1

I'm new to python, and I'm trying to understand the following line:

    "".join(char for char in input if not unicodedata.category(char).startswith('P'))

Source: https://stackoverflow.com/a/11066443/3818487

This code removes all unicode punctuation from input. I don't understand why it works. As far as I can tell, it just iterates over all characters in input ignoring the punctuation characters. How can it access char before it is declared in the for loop? I come from a java background, so this is very confusing to me.

Community
  • 1
  • 1
alexgbelov
  • 3,032
  • 4
  • 28
  • 42
  • 3
    You could read about 'List Comprehension' in python.
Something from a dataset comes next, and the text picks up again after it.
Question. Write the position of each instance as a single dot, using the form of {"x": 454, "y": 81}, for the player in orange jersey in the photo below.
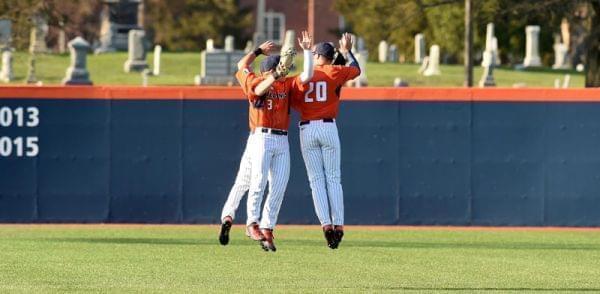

That is what is being done here. – Bharat Jun 10 '16 at 21:21
  • how is "removes all unicode punctuation" different from "iterates over all characters in input ignoring the punctuation characters" ? Those seem like the same final result to me. – Tadhg McDonald-Jensen Jun 10 '16 at 21:29
  • Why did you change the identifier `word` in the linked answer to `input` here? `input()` is a built-in function, and shouldn't be masked like that. – MattDMo Jun 10 '16 at 22:27

1 Answers1

2

This comprehension would look more like the following, in regular code (using a list to store our non-punctuation characters).

#input is defined somewhere prior to the loop
output = []
for char in input:
    if not unicodedata.category(char).startswith('P'):
        output.append(char)
''.join(output)

Comprehensions iterate over the loop portion first, with the value being iterated over on the left.